What is interesting is that since mid-2022, the arrears rate on prime, non-bank home loans has jumped to its highest level since our data set began in 2012, whereas the banks’ prime arrears rates have yet to increase materially. This suggests that non-banks are, in fact, writing riskier prime loans than the banks given their borrowers have responded much more poorly to the RBA’s rate increases.
In the non-banks’ other sub-prime (or non-conforming) home loans, we also document a sharp recent spike in arrears since mid-2022, although that remains below prior peaks, which it will likely surpass.

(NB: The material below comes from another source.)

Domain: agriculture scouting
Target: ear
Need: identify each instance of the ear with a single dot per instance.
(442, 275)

In our own due diligence, we have found that large banks are much more sophisticated and capable when it comes to assessing and managing credit risks than non-banks. Non-banks often use the 2008 crisis as their worst-case scenario, which in Australia involved only a modest increase in unemployment and did not trigger a recession.
Banks, by way of contrast, stress test using the 1991 recession, which was orders of magnitude worse. Banks also have much larger and more sophisticated risk teams, access to many diverse sources of funding, including deposits and bonds, and the benefit of central bank liquidity and government guarantees. The price of all this support is hellishly tough supervision by a notoriously brutal banking cop, the Australian Prudential Regulation Authority.
For Australia’s inflation rate to subside, we will also need more productivity to rationalise the brisk rates of wage growth. This will in turn demand radical attitudinal change from entitled millennials who have never experienced high inflation, high rates or a protracted recession.
In my first 12 months of work at Goldman Sachs in London in 2000, I pulled more than 90 all-nighters — that is, I worked two days consecutively without sleep. World-class sporting, military and professional teams are obsessively committed to excellence, which does not always sit easily with the soft work-life balance ideals of twenty- and thirty-somethings. A recession might be the shock required to imbue these folks with a stronger sense of what world-class performance really requires.